Sunday, December 05, 2010
Book review: Steve Martin explores art world
The multitalented comedian, musician and writer finds his muse in painting a serious look at New York's art scene.
Reading Steve Martin's latest novel, "An Object of Beauty," is much like staring at a painting.
The initial reaction includes the emotional response to the story, laid out carefully before the reader on the palette of the page.
Next comes an intellectual reaction, leaving the reader to ponder the deeper meaning of the work. What did the artist intend? Are the images symbolic or simply meant to represent what the eye perceives?
Balancing the emotional experience with the meaning of the story is the craft of the skilled writer, but in this work, Martin leaves mixed messages.
The entertainer does not write in the voice of his zany comedy routines of the 1970s that launched his career. His prose here is more reminiscent of his screenplay, "L.A. Story."
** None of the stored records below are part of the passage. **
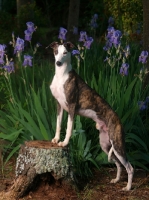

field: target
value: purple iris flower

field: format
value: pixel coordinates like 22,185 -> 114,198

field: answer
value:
83,37 -> 93,49
145,96 -> 149,103
110,30 -> 122,47
138,101 -> 147,111
14,37 -> 24,54
79,31 -> 87,42
26,22 -> 36,33
23,55 -> 33,67
24,30 -> 32,41
3,61 -> 15,74
139,51 -> 148,64
120,63 -> 129,76
103,40 -> 112,51
103,27 -> 122,51
106,27 -> 115,40
73,26 -> 78,35
108,17 -> 114,27
72,50 -> 80,56
90,14 -> 98,28
0,44 -> 6,64
58,27 -> 67,40
124,45 -> 130,58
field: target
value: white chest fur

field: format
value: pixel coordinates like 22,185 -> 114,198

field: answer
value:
50,75 -> 68,111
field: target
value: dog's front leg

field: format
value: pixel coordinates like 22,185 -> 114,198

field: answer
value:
58,114 -> 73,147
52,103 -> 63,143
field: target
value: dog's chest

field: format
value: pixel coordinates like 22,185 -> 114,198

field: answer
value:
50,76 -> 68,111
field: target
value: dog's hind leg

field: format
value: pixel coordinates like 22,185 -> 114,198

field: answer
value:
108,153 -> 122,183
99,130 -> 122,183
52,102 -> 63,143
113,144 -> 134,191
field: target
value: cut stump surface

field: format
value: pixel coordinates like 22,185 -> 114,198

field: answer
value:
4,141 -> 73,199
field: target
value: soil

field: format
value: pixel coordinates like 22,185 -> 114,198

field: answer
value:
0,158 -> 149,200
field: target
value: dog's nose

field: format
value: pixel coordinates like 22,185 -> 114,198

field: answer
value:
56,61 -> 62,67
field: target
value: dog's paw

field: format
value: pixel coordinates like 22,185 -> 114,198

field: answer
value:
51,137 -> 59,144
58,141 -> 68,147
110,178 -> 119,183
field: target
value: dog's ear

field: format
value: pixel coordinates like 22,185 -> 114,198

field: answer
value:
49,42 -> 59,49
64,42 -> 74,49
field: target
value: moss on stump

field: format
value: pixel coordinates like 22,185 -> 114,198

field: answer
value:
7,141 -> 74,199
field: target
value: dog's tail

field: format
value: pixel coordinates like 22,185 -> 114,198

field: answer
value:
108,146 -> 113,162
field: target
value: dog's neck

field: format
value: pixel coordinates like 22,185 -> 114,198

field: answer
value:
55,45 -> 72,79
55,62 -> 72,78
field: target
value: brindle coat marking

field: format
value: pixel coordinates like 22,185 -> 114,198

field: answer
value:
50,42 -> 133,191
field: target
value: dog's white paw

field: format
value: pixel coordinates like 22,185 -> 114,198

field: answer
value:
51,137 -> 59,144
58,141 -> 68,147
110,178 -> 119,183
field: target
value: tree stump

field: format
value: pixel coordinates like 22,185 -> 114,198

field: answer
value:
7,141 -> 73,199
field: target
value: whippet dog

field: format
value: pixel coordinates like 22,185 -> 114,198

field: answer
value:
50,42 -> 134,191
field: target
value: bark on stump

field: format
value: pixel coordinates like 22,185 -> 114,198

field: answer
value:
7,141 -> 73,199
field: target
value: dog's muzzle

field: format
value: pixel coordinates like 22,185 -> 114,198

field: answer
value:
56,61 -> 62,67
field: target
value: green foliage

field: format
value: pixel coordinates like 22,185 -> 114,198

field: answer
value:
0,18 -> 149,177
104,0 -> 143,33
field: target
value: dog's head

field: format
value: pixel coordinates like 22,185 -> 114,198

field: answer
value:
50,42 -> 74,67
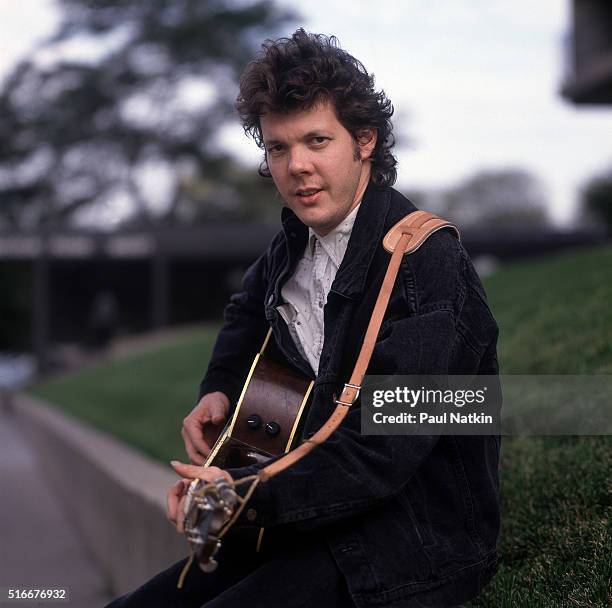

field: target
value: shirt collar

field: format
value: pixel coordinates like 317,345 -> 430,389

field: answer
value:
281,182 -> 394,299
308,201 -> 361,268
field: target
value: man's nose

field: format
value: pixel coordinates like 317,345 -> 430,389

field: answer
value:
288,148 -> 312,175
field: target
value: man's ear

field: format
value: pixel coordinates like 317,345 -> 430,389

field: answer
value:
357,127 -> 378,160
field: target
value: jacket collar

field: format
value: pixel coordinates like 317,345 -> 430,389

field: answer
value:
281,182 -> 392,299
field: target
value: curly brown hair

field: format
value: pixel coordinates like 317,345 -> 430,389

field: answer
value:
236,28 -> 397,186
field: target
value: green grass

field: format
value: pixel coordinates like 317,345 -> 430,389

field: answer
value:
32,247 -> 612,608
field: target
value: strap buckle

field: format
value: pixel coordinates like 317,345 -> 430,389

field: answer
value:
334,382 -> 361,407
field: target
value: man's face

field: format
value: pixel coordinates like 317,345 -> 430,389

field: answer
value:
260,101 -> 376,236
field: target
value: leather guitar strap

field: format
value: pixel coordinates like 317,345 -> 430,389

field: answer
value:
257,211 -> 459,481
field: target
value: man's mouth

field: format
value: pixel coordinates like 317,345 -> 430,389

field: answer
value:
295,188 -> 321,203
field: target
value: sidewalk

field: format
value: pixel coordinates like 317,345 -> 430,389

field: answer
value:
0,406 -> 110,608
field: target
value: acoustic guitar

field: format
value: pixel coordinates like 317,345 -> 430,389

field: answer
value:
203,329 -> 314,469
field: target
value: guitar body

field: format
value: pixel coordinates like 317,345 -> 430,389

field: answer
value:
204,348 -> 313,469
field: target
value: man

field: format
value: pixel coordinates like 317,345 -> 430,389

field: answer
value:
113,30 -> 499,608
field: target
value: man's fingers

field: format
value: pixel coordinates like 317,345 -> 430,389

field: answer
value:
181,426 -> 210,464
210,401 -> 227,425
181,418 -> 210,464
170,460 -> 233,481
176,496 -> 187,534
181,430 -> 206,465
166,479 -> 185,524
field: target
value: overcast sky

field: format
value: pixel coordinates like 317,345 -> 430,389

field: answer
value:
0,0 -> 612,224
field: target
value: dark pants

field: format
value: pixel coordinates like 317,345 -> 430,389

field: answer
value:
107,531 -> 354,608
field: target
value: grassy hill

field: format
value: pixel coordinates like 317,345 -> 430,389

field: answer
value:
26,247 -> 612,608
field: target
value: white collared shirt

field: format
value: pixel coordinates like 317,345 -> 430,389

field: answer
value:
277,204 -> 359,374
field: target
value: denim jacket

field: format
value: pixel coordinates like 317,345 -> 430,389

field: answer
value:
200,184 -> 500,607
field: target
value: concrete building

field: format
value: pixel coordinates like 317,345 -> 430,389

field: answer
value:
561,0 -> 612,105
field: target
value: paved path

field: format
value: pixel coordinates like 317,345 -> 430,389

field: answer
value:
0,405 -> 109,608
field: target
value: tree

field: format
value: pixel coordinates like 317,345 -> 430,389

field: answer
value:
582,171 -> 612,233
444,169 -> 548,228
0,0 -> 293,228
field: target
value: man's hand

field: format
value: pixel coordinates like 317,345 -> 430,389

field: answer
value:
166,460 -> 233,534
181,391 -> 229,465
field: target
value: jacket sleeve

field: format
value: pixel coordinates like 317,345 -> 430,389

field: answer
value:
198,233 -> 282,407
229,230 -> 488,529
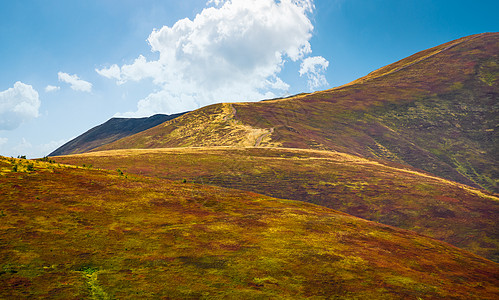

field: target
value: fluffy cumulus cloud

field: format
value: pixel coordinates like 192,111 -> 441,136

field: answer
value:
0,81 -> 40,130
96,0 -> 330,116
300,56 -> 329,90
57,72 -> 92,92
45,85 -> 61,93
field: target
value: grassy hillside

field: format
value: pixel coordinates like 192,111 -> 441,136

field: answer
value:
0,158 -> 499,299
54,147 -> 499,262
96,33 -> 499,192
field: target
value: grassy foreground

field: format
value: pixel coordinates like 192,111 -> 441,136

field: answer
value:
53,147 -> 499,262
0,158 -> 499,299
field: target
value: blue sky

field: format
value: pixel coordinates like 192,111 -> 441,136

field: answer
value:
0,0 -> 499,157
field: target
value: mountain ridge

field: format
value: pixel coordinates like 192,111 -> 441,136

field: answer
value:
48,113 -> 188,156
94,33 -> 499,192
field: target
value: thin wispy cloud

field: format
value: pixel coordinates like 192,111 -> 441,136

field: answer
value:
57,72 -> 92,92
0,81 -> 41,130
45,85 -> 61,93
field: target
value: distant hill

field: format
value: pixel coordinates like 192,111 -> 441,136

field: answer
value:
49,113 -> 188,156
94,33 -> 499,192
0,157 -> 499,300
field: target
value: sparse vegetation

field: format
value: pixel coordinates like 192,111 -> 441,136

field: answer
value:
0,159 -> 499,299
55,147 -> 499,261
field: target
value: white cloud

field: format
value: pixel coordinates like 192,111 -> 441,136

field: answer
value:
45,85 -> 61,93
57,72 -> 92,92
95,64 -> 121,82
0,81 -> 40,130
96,0 -> 324,116
5,137 -> 67,158
300,56 -> 329,90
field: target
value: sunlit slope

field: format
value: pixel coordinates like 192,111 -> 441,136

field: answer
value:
0,158 -> 499,299
54,147 -> 499,261
97,33 -> 499,192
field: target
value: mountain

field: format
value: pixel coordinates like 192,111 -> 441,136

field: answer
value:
0,157 -> 499,299
53,147 -> 499,262
92,33 -> 499,192
49,113 -> 188,156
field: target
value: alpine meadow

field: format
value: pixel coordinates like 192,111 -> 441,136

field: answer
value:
0,0 -> 499,300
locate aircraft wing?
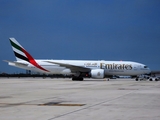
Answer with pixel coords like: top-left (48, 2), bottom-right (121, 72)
top-left (3, 60), bottom-right (28, 66)
top-left (45, 61), bottom-right (91, 72)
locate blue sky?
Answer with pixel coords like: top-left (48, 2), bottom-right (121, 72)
top-left (0, 0), bottom-right (160, 73)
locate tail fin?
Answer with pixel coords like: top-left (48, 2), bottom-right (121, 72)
top-left (9, 38), bottom-right (33, 62)
top-left (9, 38), bottom-right (48, 72)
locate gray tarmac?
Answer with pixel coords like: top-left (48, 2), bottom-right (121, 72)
top-left (0, 78), bottom-right (160, 120)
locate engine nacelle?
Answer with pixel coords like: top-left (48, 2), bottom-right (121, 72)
top-left (91, 69), bottom-right (104, 79)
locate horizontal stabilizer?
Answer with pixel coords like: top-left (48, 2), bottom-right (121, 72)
top-left (3, 60), bottom-right (28, 66)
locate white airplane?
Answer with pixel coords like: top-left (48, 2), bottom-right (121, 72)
top-left (4, 38), bottom-right (151, 80)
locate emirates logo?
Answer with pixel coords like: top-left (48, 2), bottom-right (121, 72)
top-left (97, 72), bottom-right (101, 76)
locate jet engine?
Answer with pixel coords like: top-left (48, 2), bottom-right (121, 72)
top-left (91, 69), bottom-right (104, 79)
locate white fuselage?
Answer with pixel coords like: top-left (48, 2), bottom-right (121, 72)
top-left (9, 60), bottom-right (150, 76)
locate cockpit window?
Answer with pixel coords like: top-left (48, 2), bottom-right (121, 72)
top-left (144, 66), bottom-right (148, 68)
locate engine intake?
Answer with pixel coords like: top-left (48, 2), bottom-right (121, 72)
top-left (91, 69), bottom-right (104, 79)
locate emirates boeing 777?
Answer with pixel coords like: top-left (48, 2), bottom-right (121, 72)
top-left (5, 38), bottom-right (150, 80)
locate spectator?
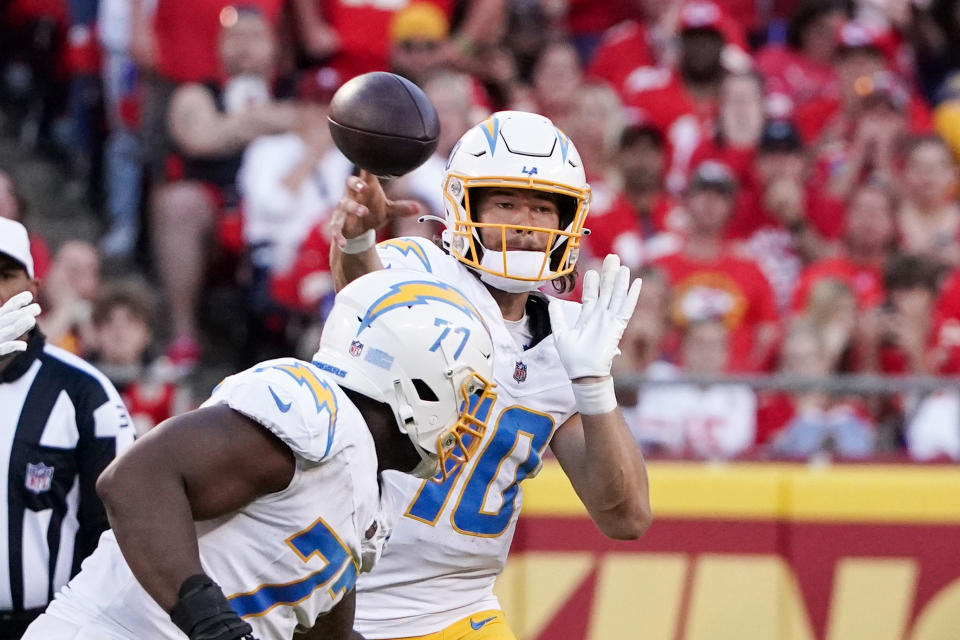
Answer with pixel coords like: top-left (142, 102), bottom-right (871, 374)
top-left (802, 278), bottom-right (871, 374)
top-left (624, 0), bottom-right (744, 193)
top-left (731, 120), bottom-right (828, 310)
top-left (691, 72), bottom-right (764, 184)
top-left (877, 255), bottom-right (941, 375)
top-left (933, 71), bottom-right (960, 162)
top-left (613, 267), bottom-right (677, 402)
top-left (897, 136), bottom-right (960, 267)
top-left (0, 218), bottom-right (134, 638)
top-left (130, 0), bottom-right (285, 182)
top-left (91, 281), bottom-right (191, 435)
top-left (583, 124), bottom-right (688, 269)
top-left (97, 0), bottom-right (143, 259)
top-left (758, 319), bottom-right (874, 458)
top-left (238, 69), bottom-right (353, 282)
top-left (40, 240), bottom-right (100, 355)
top-left (656, 160), bottom-right (778, 371)
top-left (757, 0), bottom-right (846, 109)
top-left (238, 68), bottom-right (353, 314)
top-left (624, 320), bottom-right (757, 459)
top-left (794, 21), bottom-right (931, 149)
top-left (792, 180), bottom-right (897, 313)
top-left (153, 8), bottom-right (298, 370)
top-left (532, 40), bottom-right (590, 124)
top-left (390, 71), bottom-right (477, 230)
top-left (293, 0), bottom-right (506, 78)
top-left (0, 169), bottom-right (50, 279)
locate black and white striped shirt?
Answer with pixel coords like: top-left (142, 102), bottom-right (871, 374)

It's both playful and cynical, sometimes reverent, occasionally snarky and consistently delightful.
As a landscape of the art scene in Manhattan, which Martin knows from his years as an art collector, the novel is a great success, giving the reader insight into a world that typically only a moneyed few are privileged to see.
Photos of prominent works mentioned in the book are scattered throughout the pages. When the story concentrates on art, those who create it and those who trade it, the novel soars.
It is in the portrait of the main characters where Martin is more abstract and less effective.
While the secondary characters seem fleshed and fully focused, the primary characters are, unfortunately, devoid of depth.
The title of the book seems to have a multilayered meaning, referring to the desires of the protagonist, Lacey Yeager, an ambitious young woman navigating her career in the art world through New York's auction houses and galleries, and most certainly referring to the attitude of Daniel Franks, the book's omniscient narrator, toward Lacey.
The reader meets Lacey and Daniel, just out of college in New York City, in the early 1990s.
She is beginning her career as a clerk at Sotheby's and he finds work as a freelance reporter covering art.
Daniel's narration is like a voice-over, and his presence hovers near, around and sometimes over Lacey -- observing, projecting and analyzing her.
He describes in intimate detail events he did not witness.
He is clearly more than a casual acquaintance, once a lover but never in love with her, and his obsession with her wobbles at the precipice of the creepy stalker abyss.
Lacey makes no emotional commitments; she uses her sexuality as a tool in building her career and she seems to take little joy in the beauty that surrounds her.
Her admirers, Daniel tells us, find her charming and vivacious, but few of those traits are demonstrated in her actions.
Her every move is coldly calculated and she lacks any vulnerability.
"She was rash with people, with her body, her remarks. She had an extraordinary sense of position: who was above her, who was below her. However, she considered no one her peer," Daniel explains. "She was equally reckless with all."
A little more than three-quarters of the way through the book, it seems that Martin perhaps neglected one of the most important components of a novel: a plot.
The book reads like an interesting conversation about the Manhattan art scene with an entertaining and informed insider, and it covers many of the trends over the last 20 years -- but, other than the obsession with Lacey, the story seems pointless.
Then suddenly the tale takes a sharp turn, weaving in a morality tale about blind ambition, tightly wrapping itself in the collapse of Wall Street, until finally it winds down to an open-ended conclusion.
Aside from the bizarre relationship between Daniel and Lacey, the book is an analysis of how money, and the status of those spending it, can influence not only the financial value of the art, but also its perceived worth as artistic expression.
"The theory of relativity certainly applies to art: just as gravity distorts space, an important collector distorts aesthetics," Martin writes.
Despite his own status as a notable art collector -- he once sold a painting for more than $26 million -- Martin's narrator waxes poetic about how private possession keeps great works from being shared with the masses.
"There are dozens of masterpieces in high apartments along Fifth Avenue, in sight of the Met, longing to make the leap into its comforting arms."
"An Object of Beauty" may be lacking in sympathetic characters, but it's a story rich in texture and style, giving insight into art and the business of art.
Much like a walk through a gallery, meaning is open to the interpretation of the reader.